Every year more than 100,000 children go missing in the UK - that is one child who disappears every five minutes.
Charity Missing People is working to find these children who disappeared in the UK
Parents And Children Together (PACT) came up with this figure but the charity Missing People has released a new report suggesting the number could be even higher, at around 150,000.
While the majority are found, some remain missing.
Andrew Gosden, 14, is one of the few who have not been found.
Without warning, he left home in Doncaster on September 14, 2007.
He had £200 of his savings. Later that day he was captured on CCTV at King's Cross station in London but he has not been seen since.
His parents Kevin and Glenys have been to London countless times looking for him.
"I think there's a fair chance that he might not be alive or he's being held against his will," says Glenys.
"You have hope in one hand and grief in the other but every day brings hope that it might be the day that he'll phone or make some contact."
Kevin has found it so difficult to cope with his son's disappearance that he attempted to commit suicide.
"When Andrew went missing, it's that feeling when your children are small, that absolute panic that 'Oh, where have they gone?'
"It's that panic going on and on, day after day, week after week, month after month."
According to Missing People, young people aged under 18 account for two-thirds of all police missing persons reports and 70% of youngsters reported missing had chosen to disappear.
"Young people go missing for a number of reasons," says Geoff Newiss, director of policy and research at the charity.
"Many run away from home or care, from school, from peer groups. The reasons cross the whole spectrum from bullying to mental health problems to involvement in drugs and alcohol, the cross-section is wide."
In 2000, Nadia Belhaj, then aged 14, skipped school with a friend.
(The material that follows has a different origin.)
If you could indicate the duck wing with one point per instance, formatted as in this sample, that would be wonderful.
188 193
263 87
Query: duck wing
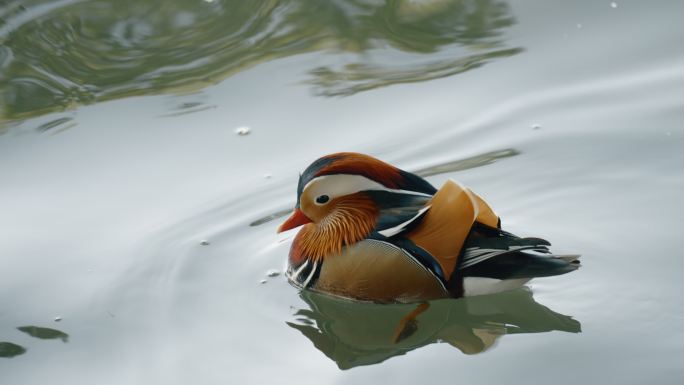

Their day out turned into six weeks away.
Glenys and Kevin Gosden
They stole to survive and slept on the streets. Eventually they were recognised by a police officer and taken home.
"I didn't really have a reason, I just up and left," says the 22-year-old from Leigh-on-Sea.
"I didn't plan on staying away so long. I wasn't doing it to be spiteful, I didn't think how my parents were feeling - it was just about me for once."
Missing People is currently working to find around 300 children, a third of those have not been seen for more than a year.